Rainy Pass to Rohn Description

Where’s Pete Page

Dalzell Gorge Entrance

Pete into Rainy Pass

Pete made it into Rainy Pass at 5:36 pm. He made it from the Finger Lake Checkpoint in 4 hours. The next stretch of the trail can be a bit treacherous, so I imagine he may take a break here. The trail has been pretty soft according to Iditarod reports. Weather shows a band of precipitation overtaking the mushers.

According to Bruce Lee, Iditarod’s reporter, “It’s snowing hard enough that the aircraft is grounded here at Finger Lake but the teams are still moving up the trail. Most mushers reported soft trail conditions that slowed their planned travel time here and threw a few mushers off their game plan. Some rested at Finger Lake when their original plan was to go further up the trail before resting. For the mushers towards the back of the field, the trail conditions seem no worse or better than the lead pack’s.”

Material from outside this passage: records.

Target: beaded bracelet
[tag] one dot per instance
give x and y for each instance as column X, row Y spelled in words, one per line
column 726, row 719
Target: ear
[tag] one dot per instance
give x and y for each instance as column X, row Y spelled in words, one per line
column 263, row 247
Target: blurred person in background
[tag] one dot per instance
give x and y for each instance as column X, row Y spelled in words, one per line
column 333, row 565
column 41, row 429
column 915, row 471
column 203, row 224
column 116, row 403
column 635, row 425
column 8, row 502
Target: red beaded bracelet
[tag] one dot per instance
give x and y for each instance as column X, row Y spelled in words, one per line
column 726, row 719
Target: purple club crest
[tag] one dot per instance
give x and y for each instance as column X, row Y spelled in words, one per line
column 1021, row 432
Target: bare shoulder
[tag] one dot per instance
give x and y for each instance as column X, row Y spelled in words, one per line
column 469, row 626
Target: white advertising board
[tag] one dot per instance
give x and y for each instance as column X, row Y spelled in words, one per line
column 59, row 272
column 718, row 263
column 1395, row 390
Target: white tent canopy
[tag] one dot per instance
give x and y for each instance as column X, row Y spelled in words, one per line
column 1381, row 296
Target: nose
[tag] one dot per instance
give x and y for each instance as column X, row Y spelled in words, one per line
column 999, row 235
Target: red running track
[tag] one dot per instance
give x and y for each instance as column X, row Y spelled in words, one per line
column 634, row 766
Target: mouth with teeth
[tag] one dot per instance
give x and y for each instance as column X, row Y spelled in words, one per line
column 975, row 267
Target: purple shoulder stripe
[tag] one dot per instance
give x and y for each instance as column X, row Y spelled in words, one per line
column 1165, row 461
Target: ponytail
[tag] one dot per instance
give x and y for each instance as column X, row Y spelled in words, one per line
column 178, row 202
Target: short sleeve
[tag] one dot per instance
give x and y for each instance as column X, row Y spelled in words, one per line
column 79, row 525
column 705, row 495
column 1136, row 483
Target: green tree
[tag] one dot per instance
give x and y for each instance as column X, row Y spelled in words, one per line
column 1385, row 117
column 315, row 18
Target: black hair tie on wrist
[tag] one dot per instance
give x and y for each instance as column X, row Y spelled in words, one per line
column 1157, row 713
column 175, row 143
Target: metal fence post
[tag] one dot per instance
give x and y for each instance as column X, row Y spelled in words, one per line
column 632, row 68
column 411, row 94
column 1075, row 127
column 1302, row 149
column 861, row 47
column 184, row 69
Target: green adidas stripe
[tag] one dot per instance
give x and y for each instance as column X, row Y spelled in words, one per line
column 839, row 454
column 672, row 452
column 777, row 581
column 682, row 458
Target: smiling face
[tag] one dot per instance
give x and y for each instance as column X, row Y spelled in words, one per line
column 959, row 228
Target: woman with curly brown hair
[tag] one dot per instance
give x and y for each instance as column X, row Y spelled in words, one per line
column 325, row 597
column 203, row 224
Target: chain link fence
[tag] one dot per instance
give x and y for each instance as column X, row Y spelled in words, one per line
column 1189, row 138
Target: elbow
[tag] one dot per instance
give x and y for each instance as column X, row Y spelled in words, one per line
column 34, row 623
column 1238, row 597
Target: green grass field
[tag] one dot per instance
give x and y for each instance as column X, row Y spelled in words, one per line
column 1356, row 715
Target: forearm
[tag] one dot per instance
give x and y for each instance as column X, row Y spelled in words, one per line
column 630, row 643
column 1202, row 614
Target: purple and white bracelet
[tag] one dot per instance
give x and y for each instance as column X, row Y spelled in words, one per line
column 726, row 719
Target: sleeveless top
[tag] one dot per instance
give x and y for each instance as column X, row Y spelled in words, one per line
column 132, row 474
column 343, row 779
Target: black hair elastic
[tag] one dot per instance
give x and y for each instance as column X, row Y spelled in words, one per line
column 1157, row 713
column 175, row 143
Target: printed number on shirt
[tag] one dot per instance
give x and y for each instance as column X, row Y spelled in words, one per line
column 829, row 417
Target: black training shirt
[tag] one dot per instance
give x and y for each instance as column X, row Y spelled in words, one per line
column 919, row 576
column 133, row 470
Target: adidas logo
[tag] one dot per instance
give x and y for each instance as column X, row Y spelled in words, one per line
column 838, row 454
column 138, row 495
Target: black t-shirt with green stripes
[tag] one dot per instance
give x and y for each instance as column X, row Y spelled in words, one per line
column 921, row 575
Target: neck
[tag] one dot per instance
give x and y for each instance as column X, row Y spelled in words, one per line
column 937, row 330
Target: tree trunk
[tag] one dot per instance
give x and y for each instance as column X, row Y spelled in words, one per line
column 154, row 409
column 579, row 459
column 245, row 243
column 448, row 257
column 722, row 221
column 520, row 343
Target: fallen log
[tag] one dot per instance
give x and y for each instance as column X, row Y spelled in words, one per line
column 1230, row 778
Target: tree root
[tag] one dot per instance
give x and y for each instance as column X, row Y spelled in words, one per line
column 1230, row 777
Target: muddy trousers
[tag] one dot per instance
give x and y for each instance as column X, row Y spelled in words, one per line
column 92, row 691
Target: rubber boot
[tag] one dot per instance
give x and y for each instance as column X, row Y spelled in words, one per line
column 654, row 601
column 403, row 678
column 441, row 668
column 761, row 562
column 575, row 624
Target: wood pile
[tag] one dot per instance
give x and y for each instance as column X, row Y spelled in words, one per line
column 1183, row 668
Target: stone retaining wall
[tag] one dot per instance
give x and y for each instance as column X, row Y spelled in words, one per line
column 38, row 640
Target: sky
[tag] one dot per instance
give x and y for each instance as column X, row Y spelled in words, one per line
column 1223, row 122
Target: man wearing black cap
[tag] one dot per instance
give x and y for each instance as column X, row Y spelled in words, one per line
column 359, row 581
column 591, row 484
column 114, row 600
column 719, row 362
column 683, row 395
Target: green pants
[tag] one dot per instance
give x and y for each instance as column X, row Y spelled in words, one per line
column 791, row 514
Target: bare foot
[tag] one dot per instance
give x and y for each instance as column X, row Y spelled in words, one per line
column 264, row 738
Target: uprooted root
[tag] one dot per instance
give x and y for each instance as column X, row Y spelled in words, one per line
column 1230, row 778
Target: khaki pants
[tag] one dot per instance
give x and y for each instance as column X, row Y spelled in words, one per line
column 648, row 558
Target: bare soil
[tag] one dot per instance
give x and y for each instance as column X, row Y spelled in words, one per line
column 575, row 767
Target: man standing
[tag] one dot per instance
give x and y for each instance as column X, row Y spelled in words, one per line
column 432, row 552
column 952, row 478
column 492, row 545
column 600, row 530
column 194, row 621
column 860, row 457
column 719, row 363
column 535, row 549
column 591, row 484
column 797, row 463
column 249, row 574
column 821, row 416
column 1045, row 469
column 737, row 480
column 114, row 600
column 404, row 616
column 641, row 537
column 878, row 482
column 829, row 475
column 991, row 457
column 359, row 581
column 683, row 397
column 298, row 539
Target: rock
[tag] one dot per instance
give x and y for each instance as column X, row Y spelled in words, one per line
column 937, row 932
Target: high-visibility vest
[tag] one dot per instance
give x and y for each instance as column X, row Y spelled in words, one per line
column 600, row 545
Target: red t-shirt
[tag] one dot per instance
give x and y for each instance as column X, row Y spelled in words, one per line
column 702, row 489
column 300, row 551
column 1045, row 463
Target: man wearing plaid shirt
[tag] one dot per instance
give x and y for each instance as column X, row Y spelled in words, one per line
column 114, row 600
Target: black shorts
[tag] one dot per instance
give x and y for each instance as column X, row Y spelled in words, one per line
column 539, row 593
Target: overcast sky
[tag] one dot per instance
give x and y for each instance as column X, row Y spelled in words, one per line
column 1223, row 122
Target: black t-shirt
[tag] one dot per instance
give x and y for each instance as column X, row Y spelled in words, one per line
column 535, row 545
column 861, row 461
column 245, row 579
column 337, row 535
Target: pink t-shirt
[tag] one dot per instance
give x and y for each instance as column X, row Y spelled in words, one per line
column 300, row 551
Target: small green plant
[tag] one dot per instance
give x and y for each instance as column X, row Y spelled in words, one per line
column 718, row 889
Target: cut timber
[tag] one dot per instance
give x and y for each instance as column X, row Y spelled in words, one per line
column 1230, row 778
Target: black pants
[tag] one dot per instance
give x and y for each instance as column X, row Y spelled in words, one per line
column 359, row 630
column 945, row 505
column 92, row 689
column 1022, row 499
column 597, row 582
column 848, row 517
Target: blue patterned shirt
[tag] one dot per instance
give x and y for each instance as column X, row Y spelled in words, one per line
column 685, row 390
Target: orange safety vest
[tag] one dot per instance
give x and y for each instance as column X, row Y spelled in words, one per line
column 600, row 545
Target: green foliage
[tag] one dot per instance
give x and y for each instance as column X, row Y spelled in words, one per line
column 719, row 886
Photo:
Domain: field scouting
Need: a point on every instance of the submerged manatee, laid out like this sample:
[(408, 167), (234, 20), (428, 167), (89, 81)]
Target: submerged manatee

Pete was the 34th musher to reach Rainy Pass. The Iditarod site will show mushers ahead or behind based on when they leave a checkpoint. Arrivals are more important as they tell how a musher is doing. 34th is GREAT!! That means he has moved forward in the standings and is doing a very nice job. He was the 5th of 20 rookies to arrive.

Way to GO!!!

Morning Update- In and Out of Skwentna

Pete made it into Skwentna early this morning at 3:17am. He arrived right after another local musher, Mike Williams Jr. They are both back on the trail onward to Finger Lake. Iditarod doesn’t have his out time at Yentna, so we don’t have any statistics for this stretch of the trail. Weather conditions presently at that section of the trail are 7 degrees and light snow.

Pete Kaiser- IN- 03:17am OUT- 03:24am DOGS- 16

Iditarod Tracker shows him about 10 miles out of the Skwentna checkpoint. Skwentna is mile 194 (The mileages are a bit skewed because they count race miles from Anchorage)  It is 86 miles from the Willow restart. Finger Lake is 30 miles from Skwentna.